Millions of Jobs Shipped Overseas: How to Reverse the Trend

U.S. multinational firms are shedding millions of American jobs while adding millions overseas. According to a recent Wall Street Journal story, newly released data from the U.S. Commerce Department showed that from 2000 to 2009, big firms eliminated 2.9 million jobs in the U.S. while creating 2.4 million jobs in other countries.

These new numbers underscore that the persistently high unemployment rate the U.S. currently faces is not simply the result of the most recent recession. Rather it’s part of a decade-long trend in which there has been zero growth in private sector jobs nationally. Our onerous business tax system, with its 35% income tax rate and its 6.2% employer portion of the payroll tax, makes it clear why this is happening. This system rewards debt – which is deductible – while punitively taxing the engines of economic growth – capital investment, employment, and savings.
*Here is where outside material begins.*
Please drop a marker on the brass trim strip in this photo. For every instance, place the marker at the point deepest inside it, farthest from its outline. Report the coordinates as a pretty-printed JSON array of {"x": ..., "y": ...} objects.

Over the past four decades, every other major trading country in the world has put into place a border-adjusted business consumption tax which places our companies, on average, at an 18% tax disadvantage with our trading competitors. Meanwhile, foreign manufacturers of goods shipped into the United States don’t have to pay our corporate taxes and simultaneously receive a tax credit on their business consumption tax back home. As an example, Germany enjoys an advantage of 19% under this system. That means that a 19% tax is added to the cost of a Cadillac when GM exports it to Germany. And when a Mercedes makes its way to the U.S., not only does the German manufacturer not have to pay a similar tax, it also receives a refund from its own government on the 19% tax it paid for the goods and services that went into building their car. This same scenario gets played out over and over with all our trading competitors with the only difference being that the advantage changes based on each country’s business consumption tax rate. For China it’s a 17% advantage, Mexico’s is 16%, and the U.K.’s is 20%, just to give a few examples.

Eliminating our onerous business tax system and replacing it with an 8% border-adjusted business consumption tax will level the playing field with our trading competitors and will give U.S. multinationals an incentive to create jobs in America.